Differences between genotypes from the native and introduced provenances suggest that adaptive evolution may have occurred and may help explain the broad distribution and high abundance of R. obtusifolius in the introduced range in New Zealand. Plasticity in chlorophyll content and WUE under drought were important components of adaptive multi-trait plasticity and were greater in R. obtusifolius genotypes from the introduced range. Similarly, genotypes of R. obtusifolius from the introduced range had lower SLA, which was beneficial across both drought and flooding. Perhaps as a result, genotypes of R. obtusifolius from the introduced range lost less biomass under drought than those from the native range. By contrast, although plasticity did improve performance for R. conglomeratus, the level and direction of plasticity did not vary between provenances. Because we have limited replication within populations, we are cannot robustly assess the extent to which populations within a range vary from each other. The presence of notable variation between individual genotypes, even from the same population, suggests that differences in plasticity are likely to be heritable, as they are in other species in the Polygonaceae (Sultan et al. 2013), but our study did not directly test this. Further research into within-population variation and the strength of the heritability of plasticity could provide greater insight into contemporary evolution, particularly given that our study did show substantial variation between genotypes within provenance. For the purposes of this study, however, we focused on sampling broadly across the ranges, to provide greater confidence that differences between provenances are not due solely to sampling effects within the range (Colautti and Lau 2015). Overall, the ability of genotypes to survive and grow across the full range of soil moisture emphasizes that both these Rumex spp. are highly adaptable. High survival across both drought and flooding combined with intraspecific variability in traits and in the strength and direction of plasticity, including differences between provenances, suggests a capacity for evolutionary change in response to extreme weather events (Matesanz et al. 2010; Valladares et al. 2014), which may further exacerbate the impact of these species, particularly R. obtusifolius, in the introduced range and under future climate regimes.
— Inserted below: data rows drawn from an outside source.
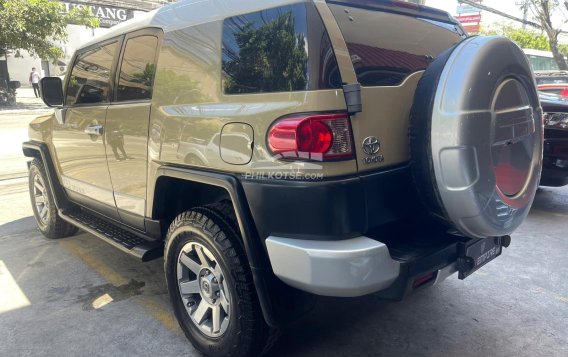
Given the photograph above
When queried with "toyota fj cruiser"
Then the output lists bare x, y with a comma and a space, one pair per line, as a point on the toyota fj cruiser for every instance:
278, 150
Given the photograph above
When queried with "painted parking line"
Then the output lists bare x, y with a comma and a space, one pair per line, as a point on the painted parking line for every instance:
151, 305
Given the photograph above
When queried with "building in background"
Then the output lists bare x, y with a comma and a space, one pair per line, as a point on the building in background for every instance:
109, 12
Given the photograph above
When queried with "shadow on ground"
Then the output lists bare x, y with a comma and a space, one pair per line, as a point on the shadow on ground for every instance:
22, 225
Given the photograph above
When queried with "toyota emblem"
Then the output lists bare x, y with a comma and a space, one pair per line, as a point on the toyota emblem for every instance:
371, 145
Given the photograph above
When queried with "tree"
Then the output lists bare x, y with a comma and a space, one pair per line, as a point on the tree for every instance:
271, 58
37, 25
543, 11
522, 37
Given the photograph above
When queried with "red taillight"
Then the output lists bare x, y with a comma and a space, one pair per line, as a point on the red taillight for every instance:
317, 136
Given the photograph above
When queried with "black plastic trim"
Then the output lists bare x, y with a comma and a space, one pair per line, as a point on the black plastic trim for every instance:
280, 304
59, 195
399, 8
334, 209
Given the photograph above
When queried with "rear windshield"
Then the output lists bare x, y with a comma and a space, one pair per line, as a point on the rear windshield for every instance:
386, 47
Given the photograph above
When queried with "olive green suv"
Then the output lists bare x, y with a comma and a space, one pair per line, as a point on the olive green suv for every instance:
275, 151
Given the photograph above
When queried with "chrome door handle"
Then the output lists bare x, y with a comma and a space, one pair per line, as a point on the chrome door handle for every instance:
94, 130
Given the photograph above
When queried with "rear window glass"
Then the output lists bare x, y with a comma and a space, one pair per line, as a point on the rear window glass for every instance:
278, 50
137, 69
90, 78
386, 48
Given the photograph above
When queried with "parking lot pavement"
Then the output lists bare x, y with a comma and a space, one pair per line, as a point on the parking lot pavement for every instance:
80, 296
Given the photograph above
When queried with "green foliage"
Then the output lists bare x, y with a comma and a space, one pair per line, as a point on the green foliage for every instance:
271, 58
37, 25
522, 37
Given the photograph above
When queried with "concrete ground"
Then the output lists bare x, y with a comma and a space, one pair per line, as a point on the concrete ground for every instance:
81, 297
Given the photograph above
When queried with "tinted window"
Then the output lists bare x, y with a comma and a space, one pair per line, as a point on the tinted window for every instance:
90, 77
275, 50
137, 69
386, 48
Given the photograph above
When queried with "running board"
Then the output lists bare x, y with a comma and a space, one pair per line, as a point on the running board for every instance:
118, 237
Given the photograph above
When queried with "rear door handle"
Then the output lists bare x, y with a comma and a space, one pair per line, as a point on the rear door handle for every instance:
94, 130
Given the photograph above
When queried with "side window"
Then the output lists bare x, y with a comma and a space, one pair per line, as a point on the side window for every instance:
278, 50
137, 69
90, 77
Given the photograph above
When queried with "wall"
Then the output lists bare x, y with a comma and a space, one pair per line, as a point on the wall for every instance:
20, 68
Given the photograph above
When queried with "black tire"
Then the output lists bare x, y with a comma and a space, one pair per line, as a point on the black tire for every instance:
48, 220
214, 227
472, 170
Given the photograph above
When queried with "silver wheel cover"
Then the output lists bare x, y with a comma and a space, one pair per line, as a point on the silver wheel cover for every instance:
486, 137
203, 289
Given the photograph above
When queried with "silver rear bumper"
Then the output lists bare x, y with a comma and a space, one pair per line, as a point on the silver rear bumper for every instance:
345, 268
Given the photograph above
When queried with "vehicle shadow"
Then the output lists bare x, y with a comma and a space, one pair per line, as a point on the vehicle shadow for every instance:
552, 200
19, 226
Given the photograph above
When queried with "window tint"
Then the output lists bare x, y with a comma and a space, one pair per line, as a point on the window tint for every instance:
385, 48
90, 77
278, 50
137, 69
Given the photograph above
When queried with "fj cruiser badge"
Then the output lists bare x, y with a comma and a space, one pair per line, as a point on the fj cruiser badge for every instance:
371, 147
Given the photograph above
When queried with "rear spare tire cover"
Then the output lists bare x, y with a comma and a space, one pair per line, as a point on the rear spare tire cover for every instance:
476, 137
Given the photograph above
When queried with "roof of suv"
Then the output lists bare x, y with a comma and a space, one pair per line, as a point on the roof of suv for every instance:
194, 12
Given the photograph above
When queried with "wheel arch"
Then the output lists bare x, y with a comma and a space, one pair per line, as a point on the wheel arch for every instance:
41, 152
268, 287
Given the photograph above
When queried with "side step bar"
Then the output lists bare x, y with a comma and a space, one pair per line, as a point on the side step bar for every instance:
116, 236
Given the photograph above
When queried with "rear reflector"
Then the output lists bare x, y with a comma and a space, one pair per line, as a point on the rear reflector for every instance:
312, 136
422, 280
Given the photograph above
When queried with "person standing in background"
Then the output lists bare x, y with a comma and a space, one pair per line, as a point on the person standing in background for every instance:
34, 81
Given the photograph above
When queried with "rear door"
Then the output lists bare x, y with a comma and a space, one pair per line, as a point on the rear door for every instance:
79, 140
127, 125
389, 46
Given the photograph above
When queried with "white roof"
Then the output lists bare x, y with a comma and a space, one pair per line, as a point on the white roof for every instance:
539, 53
191, 12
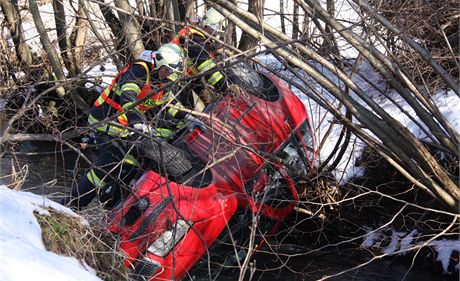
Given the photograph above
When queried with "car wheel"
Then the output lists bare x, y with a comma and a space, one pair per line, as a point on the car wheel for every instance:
169, 157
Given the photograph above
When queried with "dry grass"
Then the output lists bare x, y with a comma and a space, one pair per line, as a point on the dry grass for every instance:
65, 235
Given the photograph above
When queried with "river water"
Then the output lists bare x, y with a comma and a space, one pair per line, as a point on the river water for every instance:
46, 169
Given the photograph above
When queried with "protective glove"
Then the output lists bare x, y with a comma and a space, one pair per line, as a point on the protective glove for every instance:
144, 128
194, 123
233, 89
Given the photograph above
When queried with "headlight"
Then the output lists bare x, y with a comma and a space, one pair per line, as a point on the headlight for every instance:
166, 242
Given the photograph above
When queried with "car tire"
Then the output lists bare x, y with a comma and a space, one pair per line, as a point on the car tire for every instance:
243, 75
170, 158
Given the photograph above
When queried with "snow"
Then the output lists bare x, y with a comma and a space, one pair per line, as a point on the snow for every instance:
401, 243
22, 253
24, 257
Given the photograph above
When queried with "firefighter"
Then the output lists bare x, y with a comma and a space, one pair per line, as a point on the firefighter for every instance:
200, 52
145, 85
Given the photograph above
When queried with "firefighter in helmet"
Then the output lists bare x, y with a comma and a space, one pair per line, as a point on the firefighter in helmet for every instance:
145, 85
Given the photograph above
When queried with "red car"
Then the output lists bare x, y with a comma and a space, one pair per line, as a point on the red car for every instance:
244, 169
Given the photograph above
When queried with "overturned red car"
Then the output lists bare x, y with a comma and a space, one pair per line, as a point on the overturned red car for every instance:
244, 166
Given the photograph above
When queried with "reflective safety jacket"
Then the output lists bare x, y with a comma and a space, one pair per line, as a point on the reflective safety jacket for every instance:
198, 49
132, 84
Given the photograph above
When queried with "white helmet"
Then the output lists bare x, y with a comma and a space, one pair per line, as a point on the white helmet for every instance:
214, 19
169, 55
146, 55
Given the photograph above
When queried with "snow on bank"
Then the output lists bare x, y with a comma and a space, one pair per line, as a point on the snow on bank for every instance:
22, 253
402, 243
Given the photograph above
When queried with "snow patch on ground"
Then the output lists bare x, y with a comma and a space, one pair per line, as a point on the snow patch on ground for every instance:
402, 242
22, 253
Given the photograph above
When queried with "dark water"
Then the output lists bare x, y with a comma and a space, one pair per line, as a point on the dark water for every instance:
41, 168
51, 170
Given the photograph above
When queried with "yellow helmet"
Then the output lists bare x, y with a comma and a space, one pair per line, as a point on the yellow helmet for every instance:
214, 19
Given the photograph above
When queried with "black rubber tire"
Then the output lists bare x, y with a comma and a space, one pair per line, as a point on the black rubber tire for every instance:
243, 75
171, 158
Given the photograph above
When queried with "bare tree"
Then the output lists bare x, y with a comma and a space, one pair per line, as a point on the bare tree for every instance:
11, 13
256, 7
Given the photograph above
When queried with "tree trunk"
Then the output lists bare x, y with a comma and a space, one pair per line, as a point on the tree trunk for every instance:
64, 44
78, 37
256, 7
401, 146
11, 13
131, 28
282, 16
48, 47
295, 21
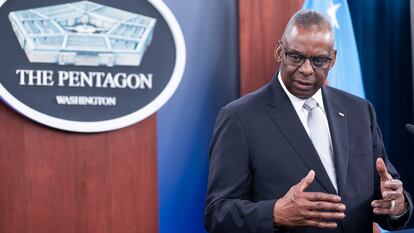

By measuring phenotypic plasticity and its relationship to performance in genotypes from populations of two species across both the native and introduced ranges, we have demonstrated putative adaptation in the more invasive species within the introduced range. High plasticity may explain why both species have successfully naturalized around the world, and greater plasticity to drought may explain the greater abundance of R. obtusifolius and its status as a globally significant weed. Furthermore, R. obtusifolius demonstrated not only high plasticity, but also evolution in the introduced range, which may partly explain the greater success of R. obtusifolius in New Zealand. Given that climate change could lead to increases in the frequency or severity of local droughts and floods (Seneviratne et al. 2012; Coumou and Rahmstorf 2012; Ummenhofer and Meehl 2017), the capacity for evolutionary change, indicated by high survival and intraspecific variation, may be especially important for the persistence and impact of these species.